Nous pouvons illustrer ce qui précède à l’aide de quelques cas pratiques. Les descriptions ci-après reflètent l’interprétation actuelle du texte du RIA et sont sous réserve de clarifications ultérieures de la part des autorités.

  1. Chatbot sur le site Internet : Une banque suisse met à disposition sur son site Internet un chatbot qu’elle a elle-même créé et qui fournit des réponses à des questions générales sur ses services (cf. à ce sujet, Jotterand, cdbf.ch/1377/). Le chatbot peut être utilisé par des résidents UE. L’entreprise suisse sera soumise au RIA (application du Critère 2 : output utilisé dans l’UE).
  2. SIA utilisé à des fins de marketing : Une banque suisse a développé un SIA et l’utilise pour créer des campagnes marketing (textes et images). Il est prévu que des prospects dans l’UE reçoivent le contenu généré par le SIA (par exemple sous forme d’un email promotionnel). L’entreprise suisse sera soumise au RIA (application du Critère 2 : output utilisé dans l’UE).
  3. SIA utilisé par le département RH : Une entreprise suisse utilise un SIA pour analyser et filtrer les candidatures (une activité qui tomberait sous la définition des « traitements à haut risque » au sens de l’Annexe II du RIA) pour un poste en Suisse. Cette entreprise ne devrait pas être soumise au RIA, même si des candidatures émanant de l’UE sont analysées, pour autant que l’output ne soit utilisé qu’au siège de l’entreprise en Suisse (Critère 1 : non rempli car pas de « mise sur le marché » / « mise en service » dans l’UE / Critère 2 : non rempli car pas d’output utilisé dans l’UE).

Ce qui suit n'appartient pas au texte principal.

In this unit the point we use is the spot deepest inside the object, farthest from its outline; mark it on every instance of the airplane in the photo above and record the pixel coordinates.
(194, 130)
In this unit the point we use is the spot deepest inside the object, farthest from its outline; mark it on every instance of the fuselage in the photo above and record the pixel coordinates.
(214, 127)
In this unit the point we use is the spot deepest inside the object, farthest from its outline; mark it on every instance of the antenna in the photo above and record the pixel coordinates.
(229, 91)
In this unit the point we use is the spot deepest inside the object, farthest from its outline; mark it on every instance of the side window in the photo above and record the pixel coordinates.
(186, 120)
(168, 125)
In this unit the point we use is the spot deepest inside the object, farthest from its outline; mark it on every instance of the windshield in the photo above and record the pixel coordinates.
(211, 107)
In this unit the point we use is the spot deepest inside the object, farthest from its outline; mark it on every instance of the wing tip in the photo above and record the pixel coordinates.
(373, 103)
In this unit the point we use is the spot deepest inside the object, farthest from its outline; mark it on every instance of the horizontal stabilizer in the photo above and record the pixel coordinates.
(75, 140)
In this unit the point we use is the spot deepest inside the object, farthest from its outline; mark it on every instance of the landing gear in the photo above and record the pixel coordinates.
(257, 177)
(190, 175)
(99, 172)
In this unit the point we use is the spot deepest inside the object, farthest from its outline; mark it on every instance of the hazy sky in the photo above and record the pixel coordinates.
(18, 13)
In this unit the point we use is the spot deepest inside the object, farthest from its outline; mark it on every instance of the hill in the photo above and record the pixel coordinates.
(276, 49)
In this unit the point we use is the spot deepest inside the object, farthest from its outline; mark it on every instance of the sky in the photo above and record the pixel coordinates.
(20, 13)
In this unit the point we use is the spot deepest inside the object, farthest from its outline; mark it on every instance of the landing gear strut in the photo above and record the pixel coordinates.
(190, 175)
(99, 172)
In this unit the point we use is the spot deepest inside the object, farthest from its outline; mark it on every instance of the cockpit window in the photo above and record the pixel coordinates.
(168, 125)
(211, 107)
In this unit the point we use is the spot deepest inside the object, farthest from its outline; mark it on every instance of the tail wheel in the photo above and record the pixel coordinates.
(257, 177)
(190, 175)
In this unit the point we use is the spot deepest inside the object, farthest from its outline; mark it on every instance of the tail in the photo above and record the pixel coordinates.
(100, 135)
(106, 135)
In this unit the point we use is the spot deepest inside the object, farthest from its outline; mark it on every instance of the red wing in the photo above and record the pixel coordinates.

C. Conséquences concrètes d’une application du RIA

Certaines entreprises suisses soumises au RIA devront tenir compte de cette règlementation à compter de son entrée en vigueur (cf. la timeline disponible sur le lien suivant : cdbf.ch/1359). Les obligations matérielles découlant du RIA feront l’objet d’un commentaire séparé qui sera publié sur cette plateforme. L’on peut toutefois dire à ce stade déjà que les principales obligations risquent de concerner le fournisseur non-UE d’un SIA à haut risque (y compris la nécessité de nommer un représentant au sein de l’UE / article 22 RIA). En revanche, le déployeur non-UE d’un SIA à haut risque ou le fournisseur/déployeur non-UE d’une SIA à risque limité devra principalement se préoccuper du respect de l’obligation de transparence.